自然と上手くつきあう「しごと」:吉田さんの天日塩と清藤さんの塩壺

吉田さんの天日塩と清藤さんのクジラの塩壺

自然と上手につきあいながら暮らす人びとがいます

大地、太陽、風、海・・・、その自然と上手につきあいながら暮らす人びと。そんな人びとの営みの一つひとつを、私たち砂浜美術館は大切な「作品」と呼び、また、私たちの住む黒潮町というまちの風景をつくっています。

今回は、ここ黒潮町で暮らし、自然と対話をしながら「しごと」をするお二人の作品をご紹介します。
一つ目は、その道25年の天日塩工房『ソルティーブ』の2代目塩守・吉田拓丸さんが作る天日塩を、
もう一つは、暮らしの器を作り続ける工房『日常屋』の清藤弘晃さんが作る塩壺です。


吉田さんの天日塩

吉田さん家族

「生物は海から生まれ、人間を含め、生物が陸上に適応してからも海に住んでいた頃の記憶を宿して生きています。人間の体液や、お母さんの羊水は、古代の海水の成分と酷似しています。人間は海を体の中に抱えながら生きている、だから塩は人間にとってはないと生きてはいけないものなのです。そして、地球上の全てのものは、長い時間をかけ、やがて最終的に海に還っていきます。塩をつくることでその循環の中にいると思うと、ロマンを感じます」と吉田拓丸さん(写真左)

「土佐の塩丸」の「丸」という字には、その“循環”や“調和”という意味が込められているそうです。

かん水(濃い海水)をつくるところです 攪拌(かくはん)作業

新鮮な海水がどんどん押し寄せる満潮時の表層水をくみ上げ、それを、ハウス内に張ったすだれ状のもの(左写真参照)に通しながら風と太陽の力で適度な濃度になるまで繰り返し、「かん水(濃い海水)」をつくります。

次に「かん水」をろ過し、結晶ハウスの棚に移して、太陽熱で結晶になるまで、夏は最低1ヵ月、冬は2ヵ月以上もかけてかくはん作業を続けます。すると、とろりと濃い水分が徐々に乾燥して固まり、白い結晶が生まれるのです。

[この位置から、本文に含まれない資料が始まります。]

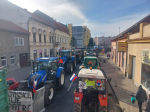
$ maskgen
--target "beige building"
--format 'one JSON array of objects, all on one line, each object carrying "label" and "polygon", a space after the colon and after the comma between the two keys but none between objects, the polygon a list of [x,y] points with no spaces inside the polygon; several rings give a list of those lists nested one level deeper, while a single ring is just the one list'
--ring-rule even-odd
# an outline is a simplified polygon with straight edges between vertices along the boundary
[{"label": "beige building", "polygon": [[69,38],[69,31],[65,25],[62,23],[55,21],[55,51],[56,55],[58,55],[59,50],[69,50],[70,47],[70,38]]},{"label": "beige building", "polygon": [[[122,69],[125,76],[132,79],[136,86],[142,85],[150,93],[150,15],[146,16],[130,28],[123,31],[112,40],[112,58],[116,62],[116,43],[124,52],[124,64],[121,62],[122,53],[118,52],[117,65]],[[125,44],[126,43],[126,44]],[[119,46],[118,46],[119,49]]]},{"label": "beige building", "polygon": [[52,56],[53,28],[34,15],[29,22],[29,32],[30,59]]}]

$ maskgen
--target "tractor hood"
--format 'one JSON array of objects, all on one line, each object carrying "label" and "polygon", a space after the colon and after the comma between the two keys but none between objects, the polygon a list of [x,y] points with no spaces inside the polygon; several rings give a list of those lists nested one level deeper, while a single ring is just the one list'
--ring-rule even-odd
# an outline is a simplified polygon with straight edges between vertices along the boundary
[{"label": "tractor hood", "polygon": [[44,82],[46,79],[47,79],[47,72],[46,72],[46,70],[40,70],[40,71],[34,73],[28,79],[28,86],[30,88],[33,88],[34,81],[37,81],[37,84],[36,84],[36,86],[37,86],[40,82]]}]

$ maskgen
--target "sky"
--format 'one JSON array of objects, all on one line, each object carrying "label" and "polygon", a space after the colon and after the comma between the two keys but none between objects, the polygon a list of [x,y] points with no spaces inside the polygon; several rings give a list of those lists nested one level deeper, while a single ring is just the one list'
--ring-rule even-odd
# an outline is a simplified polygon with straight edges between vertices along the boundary
[{"label": "sky", "polygon": [[9,0],[63,24],[87,26],[92,37],[117,36],[150,14],[150,0]]}]

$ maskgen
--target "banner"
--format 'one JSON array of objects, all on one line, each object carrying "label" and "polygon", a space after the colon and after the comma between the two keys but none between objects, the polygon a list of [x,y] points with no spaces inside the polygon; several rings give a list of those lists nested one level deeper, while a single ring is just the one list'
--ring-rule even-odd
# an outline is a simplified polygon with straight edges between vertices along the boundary
[{"label": "banner", "polygon": [[127,43],[118,42],[118,51],[127,51]]},{"label": "banner", "polygon": [[32,92],[10,90],[8,96],[9,112],[33,112]]},{"label": "banner", "polygon": [[150,50],[142,50],[142,63],[150,65]]}]

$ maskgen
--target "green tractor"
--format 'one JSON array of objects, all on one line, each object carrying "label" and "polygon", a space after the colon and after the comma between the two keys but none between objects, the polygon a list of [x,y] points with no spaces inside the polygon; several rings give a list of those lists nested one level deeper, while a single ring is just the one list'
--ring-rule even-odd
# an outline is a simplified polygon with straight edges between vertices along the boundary
[{"label": "green tractor", "polygon": [[99,61],[97,57],[93,57],[93,56],[84,57],[83,64],[79,67],[79,69],[90,68],[90,67],[92,67],[92,69],[100,69]]}]

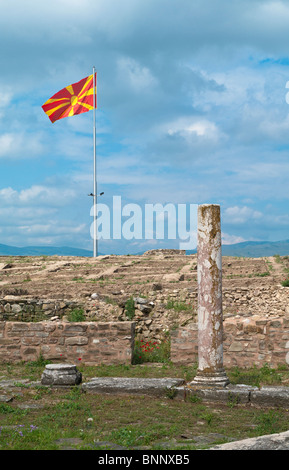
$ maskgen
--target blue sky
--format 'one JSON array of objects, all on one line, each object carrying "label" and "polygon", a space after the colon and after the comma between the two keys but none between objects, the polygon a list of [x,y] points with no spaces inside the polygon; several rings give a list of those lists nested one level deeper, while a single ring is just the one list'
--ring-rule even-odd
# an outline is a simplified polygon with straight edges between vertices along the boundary
[{"label": "blue sky", "polygon": [[285,1],[0,0],[0,243],[92,249],[93,113],[41,106],[93,66],[102,203],[220,204],[223,243],[289,239],[288,24]]}]

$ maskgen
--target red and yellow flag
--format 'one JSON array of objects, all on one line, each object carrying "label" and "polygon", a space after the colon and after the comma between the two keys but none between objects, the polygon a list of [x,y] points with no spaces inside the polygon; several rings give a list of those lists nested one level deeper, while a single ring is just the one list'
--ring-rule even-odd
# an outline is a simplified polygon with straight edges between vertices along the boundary
[{"label": "red and yellow flag", "polygon": [[[75,114],[86,113],[94,108],[93,74],[73,85],[68,85],[53,95],[42,106],[51,122]],[[95,74],[95,107],[96,107],[96,74]]]}]

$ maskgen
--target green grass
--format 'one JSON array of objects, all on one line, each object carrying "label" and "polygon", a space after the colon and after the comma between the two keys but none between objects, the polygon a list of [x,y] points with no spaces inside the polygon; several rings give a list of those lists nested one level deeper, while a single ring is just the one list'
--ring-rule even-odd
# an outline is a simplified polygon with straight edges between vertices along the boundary
[{"label": "green grass", "polygon": [[168,300],[166,304],[166,308],[171,310],[175,310],[176,312],[182,312],[184,310],[192,310],[192,306],[189,304],[186,304],[185,302],[182,301],[177,301],[177,300]]},{"label": "green grass", "polygon": [[284,279],[284,281],[281,282],[281,285],[283,287],[289,287],[289,277],[287,277],[287,279]]},{"label": "green grass", "polygon": [[[254,408],[236,403],[210,405],[200,398],[176,400],[173,396],[105,395],[84,393],[81,387],[50,389],[20,386],[21,379],[40,380],[43,359],[33,363],[0,364],[1,376],[19,384],[14,399],[0,403],[0,450],[57,450],[60,439],[77,439],[75,447],[92,450],[97,441],[128,449],[200,448],[195,436],[218,433],[228,439],[244,439],[288,430],[288,409]],[[196,364],[79,365],[83,382],[97,376],[179,377],[190,381]],[[227,370],[232,383],[281,384],[289,368]],[[35,403],[37,408],[22,409]],[[186,438],[184,438],[186,436]],[[170,443],[170,444],[168,444]],[[167,445],[167,447],[165,447]],[[208,445],[201,446],[208,448]],[[103,448],[109,449],[106,444]]]}]

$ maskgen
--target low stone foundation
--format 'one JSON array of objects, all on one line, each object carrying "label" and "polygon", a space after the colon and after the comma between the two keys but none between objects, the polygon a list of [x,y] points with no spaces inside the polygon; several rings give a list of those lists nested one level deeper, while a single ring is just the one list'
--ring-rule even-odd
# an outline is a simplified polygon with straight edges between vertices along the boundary
[{"label": "low stone foundation", "polygon": [[0,322],[0,362],[130,364],[134,322]]},{"label": "low stone foundation", "polygon": [[55,299],[31,299],[7,295],[0,299],[0,321],[36,322],[60,319],[72,310],[82,308],[77,302]]},{"label": "low stone foundation", "polygon": [[[289,364],[289,318],[231,317],[224,321],[224,367]],[[171,332],[171,360],[198,362],[198,325]]]}]

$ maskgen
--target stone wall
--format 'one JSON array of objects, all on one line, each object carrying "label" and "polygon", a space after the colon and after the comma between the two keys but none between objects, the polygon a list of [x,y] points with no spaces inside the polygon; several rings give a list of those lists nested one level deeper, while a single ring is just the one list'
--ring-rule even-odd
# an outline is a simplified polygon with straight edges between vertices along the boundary
[{"label": "stone wall", "polygon": [[60,319],[75,308],[77,302],[55,299],[32,299],[7,295],[0,299],[0,321],[35,322],[49,320],[55,316]]},{"label": "stone wall", "polygon": [[133,322],[0,322],[0,362],[130,364]]},{"label": "stone wall", "polygon": [[[289,318],[231,317],[223,326],[225,367],[289,364]],[[197,324],[171,332],[171,360],[176,364],[198,362]]]}]

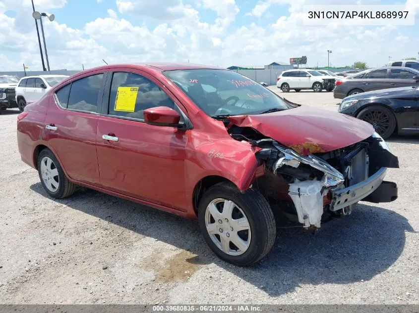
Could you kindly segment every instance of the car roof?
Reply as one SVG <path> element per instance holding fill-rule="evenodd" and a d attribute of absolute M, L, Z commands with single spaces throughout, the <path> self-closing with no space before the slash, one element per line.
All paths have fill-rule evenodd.
<path fill-rule="evenodd" d="M 37 78 L 39 77 L 44 77 L 45 78 L 48 78 L 48 77 L 68 77 L 68 75 L 54 75 L 53 74 L 46 75 L 32 75 L 32 76 L 24 76 L 20 79 L 24 79 L 25 78 Z"/>

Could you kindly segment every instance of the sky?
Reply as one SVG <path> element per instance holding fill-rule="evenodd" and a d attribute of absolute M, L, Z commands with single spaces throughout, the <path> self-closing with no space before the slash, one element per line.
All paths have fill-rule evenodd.
<path fill-rule="evenodd" d="M 51 69 L 181 62 L 227 67 L 289 62 L 332 66 L 419 57 L 419 0 L 346 0 L 346 4 L 403 4 L 415 26 L 304 26 L 312 0 L 34 0 L 43 20 Z M 336 0 L 316 0 L 336 4 Z M 1 71 L 42 66 L 30 0 L 0 0 Z M 83 65 L 82 65 L 83 64 Z"/>

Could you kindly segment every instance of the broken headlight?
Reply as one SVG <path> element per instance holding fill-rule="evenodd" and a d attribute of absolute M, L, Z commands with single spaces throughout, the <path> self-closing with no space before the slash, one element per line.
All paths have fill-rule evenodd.
<path fill-rule="evenodd" d="M 273 141 L 273 144 L 277 149 L 284 154 L 284 156 L 280 158 L 276 162 L 274 172 L 284 165 L 296 168 L 301 163 L 324 173 L 324 176 L 322 178 L 321 182 L 325 186 L 335 186 L 344 181 L 343 175 L 340 172 L 320 158 L 312 154 L 300 155 L 293 150 L 281 146 L 276 141 Z"/>

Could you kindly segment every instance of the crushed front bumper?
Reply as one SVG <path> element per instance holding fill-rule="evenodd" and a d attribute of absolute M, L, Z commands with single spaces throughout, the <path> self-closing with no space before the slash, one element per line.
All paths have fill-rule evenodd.
<path fill-rule="evenodd" d="M 386 168 L 382 167 L 365 180 L 343 189 L 332 190 L 330 210 L 338 211 L 361 200 L 378 203 L 396 200 L 397 185 L 383 181 L 386 171 Z"/>

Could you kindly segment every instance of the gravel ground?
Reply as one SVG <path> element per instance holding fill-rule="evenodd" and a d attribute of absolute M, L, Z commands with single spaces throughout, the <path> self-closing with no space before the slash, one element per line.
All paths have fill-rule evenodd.
<path fill-rule="evenodd" d="M 332 93 L 280 94 L 337 109 Z M 20 160 L 17 115 L 0 115 L 0 303 L 419 304 L 419 136 L 388 140 L 397 200 L 360 202 L 316 235 L 279 229 L 268 257 L 240 268 L 195 221 L 90 190 L 49 198 Z"/>

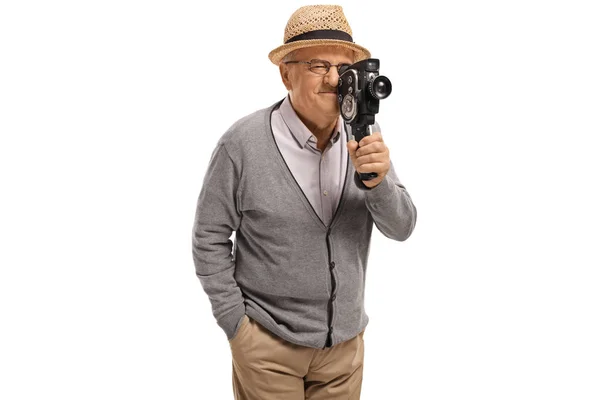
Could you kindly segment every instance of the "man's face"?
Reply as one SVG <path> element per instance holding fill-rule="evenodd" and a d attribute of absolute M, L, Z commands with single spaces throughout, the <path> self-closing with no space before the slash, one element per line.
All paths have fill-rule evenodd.
<path fill-rule="evenodd" d="M 309 47 L 298 50 L 293 60 L 324 60 L 332 65 L 352 64 L 353 53 L 340 47 Z M 308 64 L 281 65 L 280 71 L 283 83 L 290 91 L 292 104 L 303 117 L 316 120 L 325 117 L 332 120 L 339 116 L 337 102 L 339 75 L 336 67 L 332 66 L 326 75 L 311 71 Z"/>

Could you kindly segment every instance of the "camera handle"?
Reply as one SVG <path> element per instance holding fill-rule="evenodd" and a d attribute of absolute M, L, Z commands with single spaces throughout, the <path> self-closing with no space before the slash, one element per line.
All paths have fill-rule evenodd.
<path fill-rule="evenodd" d="M 354 139 L 356 142 L 360 142 L 362 138 L 373 133 L 372 127 L 373 125 L 370 124 L 350 124 L 350 128 L 352 129 L 352 136 L 350 136 L 350 140 Z M 377 178 L 377 172 L 359 172 L 358 176 L 361 181 L 370 181 L 371 179 Z"/>

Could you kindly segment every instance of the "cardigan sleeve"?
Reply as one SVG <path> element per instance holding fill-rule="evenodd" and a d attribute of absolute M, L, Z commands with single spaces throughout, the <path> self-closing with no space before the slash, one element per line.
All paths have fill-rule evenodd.
<path fill-rule="evenodd" d="M 355 174 L 355 180 L 359 180 L 358 174 Z M 360 180 L 359 183 L 364 186 Z M 417 222 L 417 208 L 400 183 L 394 166 L 390 165 L 390 170 L 379 185 L 365 190 L 365 193 L 365 203 L 377 229 L 393 240 L 402 242 L 408 239 Z"/>
<path fill-rule="evenodd" d="M 208 295 L 217 324 L 232 339 L 245 305 L 234 278 L 231 234 L 241 215 L 237 207 L 238 171 L 227 149 L 219 143 L 212 153 L 200 195 L 192 235 L 192 253 L 202 288 Z"/>
<path fill-rule="evenodd" d="M 375 122 L 373 131 L 380 132 L 380 126 Z M 390 161 L 390 170 L 374 188 L 369 188 L 354 172 L 354 184 L 365 191 L 367 209 L 375 222 L 375 226 L 386 237 L 404 241 L 412 234 L 417 222 L 417 208 L 400 183 L 394 165 Z"/>

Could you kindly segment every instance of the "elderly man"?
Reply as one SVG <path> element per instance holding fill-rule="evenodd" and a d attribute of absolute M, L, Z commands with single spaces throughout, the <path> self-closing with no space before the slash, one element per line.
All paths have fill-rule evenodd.
<path fill-rule="evenodd" d="M 288 95 L 233 124 L 204 178 L 194 263 L 236 399 L 359 399 L 373 224 L 415 226 L 381 134 L 349 140 L 340 116 L 339 68 L 370 57 L 351 35 L 339 6 L 298 9 L 269 54 Z"/>

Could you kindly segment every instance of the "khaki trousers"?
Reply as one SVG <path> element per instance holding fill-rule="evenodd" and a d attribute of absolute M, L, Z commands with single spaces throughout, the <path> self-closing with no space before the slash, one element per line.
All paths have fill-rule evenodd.
<path fill-rule="evenodd" d="M 236 400 L 359 400 L 364 331 L 326 349 L 290 343 L 244 316 L 229 341 Z"/>

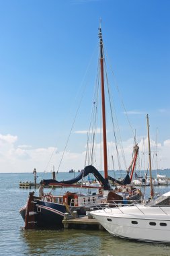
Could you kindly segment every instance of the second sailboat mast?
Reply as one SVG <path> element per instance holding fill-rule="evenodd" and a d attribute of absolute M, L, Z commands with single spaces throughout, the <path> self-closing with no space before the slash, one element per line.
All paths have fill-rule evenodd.
<path fill-rule="evenodd" d="M 99 47 L 100 47 L 100 72 L 101 72 L 101 90 L 102 103 L 102 119 L 103 119 L 103 160 L 104 160 L 104 176 L 108 179 L 108 156 L 107 156 L 107 138 L 105 125 L 105 91 L 104 91 L 104 71 L 103 71 L 103 48 L 101 28 L 99 28 Z"/>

海は、地球上のすべてのミネラルが土に染み入り、川を流れて溶け込んだ地球のスープ。このバランスよく溶け込んだミネラルを、時間をかけて一つの結晶の中に閉じ込める。塩辛さに甘味や苦味が混ざった自然本来のうま味を、ぜひご賞味ください。

清藤さんの塩壺

清藤さんの工房

「土器に魅力を感じたことが作陶のきっかけです」と語る清藤さん。

美しいものを作り出そうとして作られたものではなく、あくまで生活(暮らし)に即したかたちで作られていただろう土器。清籐さんが目指すものは、日本古来の土器のように、装飾性よりも“暮らしの道具”としての焼きものをつくること。使う人の生活に溶け込んで、日常の中に自然とそれが存在している。「日常屋」という屋号もそんな想いからだそうです。

塩壺をつくる清藤さん

「ここには土と対話できる豊かな時間があります」

生産性よりも、土の声に丁寧に耳を傾けながら、自然のリズムの中でものをつくっていく。
きっとその過程の中で少しずつ生命が吹き込まれ、使う人はそこに温かさを感じるのだろうと、清藤さんの仕事を見ているとそう思います。

この塩壺は、お塩を入れておくと水分を外に逃がし、サラサラとして固まりにくく気持ちよくご使用いただけます。また、ニンニクやショウガなどの保存にもよく日持ちします。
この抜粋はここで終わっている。